Poorly crafted interrogatories are often responded to vaguely and evasively, which wastes time and wracks up unnecessary legal fees. Under Massachusetts Rules of Domestic Relations Rule 33, interrogatories follow the same time restrictions as RPDs and are limited to a total of 50 questions including subparts.
Massachusetts Rules of Domestic Relations Rule 36 allows for a party to request of the opposing party admissions to statements of fact and authenticity of documents. Admissions to statements of fact are limited to 20 requests whereas admissions to authenticity of documents are not limited to any number. The party being served with a Request for Admissions has 30 days to make a formal response, otherwise the factual statements and record authenticities are automatically considered admitted in the positive.
Similar to interrogatories, crafting admissions to statements of fact require a certain amount of finesse. Admissions that involve subjective opinions such as admitting to being an unqualified parent will without fail result in a denial and nothing will be accomplished. On the other hand, admissions that only involve simple but disputed facts such as admitting to leaving the minor child unattended on day X of month Y of year Z from this time to that time is useful to developing supporting grounds for the legal conclusion (e.g. the unqualified parent).
Under Massachusetts Rules of Domestic Relations Rule 45, either party to the case may take the deposition of any witness – including the opposing party themselves. A deposition is an out-of-court hearing where the attorney for the party seeking to hold the deposition questions the witness and the witness is sworn under oath to reply truthfully. Depositions are often the most costly mode of conducting discovery given the required presence of a transcriber and also the cost of acquiring a copy transcript of the deposition.
However, depositions are useful in serving a number of purposes. For one, the questions asked during a deposition can test the limits of the witness’ knowledge of relevant facts. Two, depositions can lock-in what a witness can say at trial insofar as to prevent them from making contradictory statements at trial lest they want to appear as a liar or unreliable. Three, depositions can serve as a substitute for a witness during trial in the event the witness becomes unavailable to testify.
VIII. Subpoenas Duces Tecum.
Similar to depositions, subpoenas duces tecum (subpoenas for short) are also governed under Massachusetts Rules of Domestic Relations Rule 45. Subpoenas serve a purpose similar to RPDs, which is to obtain copies of the other party’s financial documents. The greatest difference between a subpoena and a RPD is that subpoenas are made to uninvolved third parties who are believed to have possession of the desired records whereas an RPD is made to the opposing party. A subpoena is often the optimal method of obtaining medical records, banking and credit card records, and business records.
IX. Cost-Benefit Analysis of Discovery.
Discovery as a whole, not just depositions, can be very costly.

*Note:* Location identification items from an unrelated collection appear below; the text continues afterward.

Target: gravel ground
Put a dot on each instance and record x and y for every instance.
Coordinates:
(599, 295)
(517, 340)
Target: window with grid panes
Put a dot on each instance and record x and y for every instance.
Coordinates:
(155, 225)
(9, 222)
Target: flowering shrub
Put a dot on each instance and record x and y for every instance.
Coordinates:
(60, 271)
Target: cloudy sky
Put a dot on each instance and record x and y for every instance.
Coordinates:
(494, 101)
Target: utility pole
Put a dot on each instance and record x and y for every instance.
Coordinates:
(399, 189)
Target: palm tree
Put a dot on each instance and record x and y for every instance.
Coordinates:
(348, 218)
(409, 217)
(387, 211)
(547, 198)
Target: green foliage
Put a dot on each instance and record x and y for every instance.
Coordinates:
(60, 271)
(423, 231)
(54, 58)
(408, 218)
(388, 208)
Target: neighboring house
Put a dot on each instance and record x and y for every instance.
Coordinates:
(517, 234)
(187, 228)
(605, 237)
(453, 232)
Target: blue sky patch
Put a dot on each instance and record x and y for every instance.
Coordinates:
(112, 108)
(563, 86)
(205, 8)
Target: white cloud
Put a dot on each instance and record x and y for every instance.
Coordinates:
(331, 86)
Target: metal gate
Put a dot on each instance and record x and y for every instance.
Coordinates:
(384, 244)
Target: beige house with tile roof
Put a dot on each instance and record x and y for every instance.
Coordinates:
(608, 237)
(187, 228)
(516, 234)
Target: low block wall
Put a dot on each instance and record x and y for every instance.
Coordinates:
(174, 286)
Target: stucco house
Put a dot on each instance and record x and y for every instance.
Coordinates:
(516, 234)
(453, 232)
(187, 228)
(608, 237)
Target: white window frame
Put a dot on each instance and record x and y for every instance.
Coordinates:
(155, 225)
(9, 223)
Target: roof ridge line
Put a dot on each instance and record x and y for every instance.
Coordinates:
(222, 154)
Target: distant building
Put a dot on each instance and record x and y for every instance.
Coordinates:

Discovery generally takes up the greatest amount of time to complete in any action, which means that discovery is the stage of litigation that incurs the most legal fees – especially for the more complex cases. In addition to legal fees, certain modes of discovery such as depositions and subpoenas themselves cost money just to be carried out.
The price-tag that comes with completing discovery is often off-putting. The pricey bill, however, is justifiably offset by the purposes they serve to accomplish. As mentioned in the beginning of this entry, discovery is essential to lay the foundation for the case’s development. Without conducting sufficient discovery, a case will be nothing more than a contest of bluffs and gambles.